Sehari-hari mereka merasakan kesulitan untuk mendapatkan pendapatan. Namun, ketika adanya social distancing mereka semakin merasakan kesulitan. Bahkan banyak dari mereka yang tidak mendapatkan pemasukan sama sekali. Mereka hanya mengandalkan bantuan dari yang disalurkan pemerintah.

Lain halnya dengan kalangan atas. Sekalipun terdampak tetapi mereka masih bisa memenuhi kebutuhan. Adanya social distancing membuat pemerintah menetapkan sejumlah aturan ketat. Salah satunya adalah dilarang berkerumun. Bagi mereka yang seorang pedagang tentunya hal ini adalah masalah.

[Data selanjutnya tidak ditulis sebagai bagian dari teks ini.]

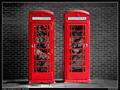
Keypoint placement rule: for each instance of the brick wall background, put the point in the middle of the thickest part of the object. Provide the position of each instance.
(103, 38)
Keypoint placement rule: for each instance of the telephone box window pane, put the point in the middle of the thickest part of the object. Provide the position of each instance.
(40, 40)
(42, 51)
(42, 69)
(74, 63)
(40, 33)
(77, 39)
(42, 45)
(41, 27)
(76, 57)
(76, 51)
(77, 33)
(40, 64)
(77, 69)
(77, 45)
(76, 27)
(42, 57)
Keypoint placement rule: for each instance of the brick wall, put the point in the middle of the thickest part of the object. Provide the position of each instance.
(103, 38)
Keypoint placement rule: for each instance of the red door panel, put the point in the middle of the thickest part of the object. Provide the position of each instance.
(76, 44)
(41, 49)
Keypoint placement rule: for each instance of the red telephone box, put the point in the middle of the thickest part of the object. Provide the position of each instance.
(77, 46)
(41, 46)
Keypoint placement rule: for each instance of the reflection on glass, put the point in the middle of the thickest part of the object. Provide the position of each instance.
(76, 27)
(77, 33)
(40, 64)
(40, 33)
(40, 39)
(77, 63)
(41, 45)
(77, 45)
(75, 57)
(42, 51)
(77, 69)
(41, 57)
(77, 39)
(41, 27)
(43, 69)
(76, 51)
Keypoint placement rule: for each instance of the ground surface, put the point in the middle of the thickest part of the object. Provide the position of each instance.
(95, 83)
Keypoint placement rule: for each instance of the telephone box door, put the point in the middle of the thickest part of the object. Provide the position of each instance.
(41, 44)
(77, 48)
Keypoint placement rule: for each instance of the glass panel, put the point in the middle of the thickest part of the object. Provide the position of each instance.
(77, 45)
(42, 45)
(40, 63)
(76, 51)
(77, 33)
(42, 33)
(76, 57)
(41, 27)
(40, 39)
(77, 69)
(42, 57)
(76, 27)
(40, 51)
(74, 63)
(43, 69)
(77, 39)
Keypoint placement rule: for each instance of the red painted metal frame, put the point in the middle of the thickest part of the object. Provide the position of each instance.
(76, 76)
(37, 77)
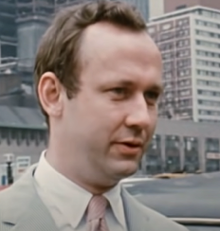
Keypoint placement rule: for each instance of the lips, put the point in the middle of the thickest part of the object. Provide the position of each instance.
(126, 147)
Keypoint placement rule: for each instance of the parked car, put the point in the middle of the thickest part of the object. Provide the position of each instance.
(193, 201)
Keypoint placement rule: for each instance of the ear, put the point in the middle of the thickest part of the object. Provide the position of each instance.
(50, 94)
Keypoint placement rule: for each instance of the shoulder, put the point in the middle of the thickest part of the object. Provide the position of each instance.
(159, 221)
(155, 220)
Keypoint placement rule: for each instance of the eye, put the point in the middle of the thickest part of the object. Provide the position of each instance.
(119, 93)
(151, 96)
(119, 90)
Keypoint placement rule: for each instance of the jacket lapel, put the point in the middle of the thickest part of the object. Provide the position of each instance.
(136, 217)
(26, 210)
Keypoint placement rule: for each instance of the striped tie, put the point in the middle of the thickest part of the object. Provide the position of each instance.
(96, 214)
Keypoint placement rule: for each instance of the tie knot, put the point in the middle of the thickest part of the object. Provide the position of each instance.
(96, 208)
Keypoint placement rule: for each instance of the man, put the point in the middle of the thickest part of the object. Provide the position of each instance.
(98, 80)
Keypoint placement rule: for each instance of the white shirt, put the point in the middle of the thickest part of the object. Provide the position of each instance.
(67, 202)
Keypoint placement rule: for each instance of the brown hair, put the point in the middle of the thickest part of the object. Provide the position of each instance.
(59, 48)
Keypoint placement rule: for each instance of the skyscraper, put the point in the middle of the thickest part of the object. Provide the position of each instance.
(189, 42)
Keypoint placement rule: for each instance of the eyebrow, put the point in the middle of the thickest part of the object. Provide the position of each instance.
(156, 86)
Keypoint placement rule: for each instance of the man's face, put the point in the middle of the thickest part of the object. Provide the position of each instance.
(113, 117)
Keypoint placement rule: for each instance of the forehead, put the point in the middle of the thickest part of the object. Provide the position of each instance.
(106, 47)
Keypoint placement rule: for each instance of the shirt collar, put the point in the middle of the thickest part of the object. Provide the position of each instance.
(49, 180)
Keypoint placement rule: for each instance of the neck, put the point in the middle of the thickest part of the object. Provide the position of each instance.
(72, 169)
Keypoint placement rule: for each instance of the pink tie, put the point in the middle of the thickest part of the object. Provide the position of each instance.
(96, 214)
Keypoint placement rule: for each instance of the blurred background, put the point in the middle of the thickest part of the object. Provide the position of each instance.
(187, 138)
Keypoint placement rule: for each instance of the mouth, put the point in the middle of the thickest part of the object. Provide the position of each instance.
(130, 148)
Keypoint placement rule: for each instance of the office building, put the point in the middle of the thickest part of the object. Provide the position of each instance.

Mereka tidak bisa menjualkan dagangan mereka karena orang-orang dilarang untuk keluar rumah. Selain itu, dampak ini juga dirasakan betul oleh para pengemudi ojek online. Aktivitas yang terpusat di rumah mengakibatkan minimnya para pelanggan sehingga mengakibatkan berkurangnya pendapatan.

Namun, bagi beberapa orang adanya pembatasan sosial justru menjadi berkah. Social distancing mengakibatkan munculnya peluang usaha baru terutama di bidang pekerjaan online. Banyak masyarakat yang memilih untuk belanja online dibandingkan dengan belanja secara langsung.

Hal inilah yang membuat para pedagang online mengalami peningkatan pendapatan. Selain itu, peningkatan pendapatan juga dirasakan bagi orang-orang yang menjual alat kesehatan. Selama adanya kasus pandemi, kebutuhan akan masker meningkat.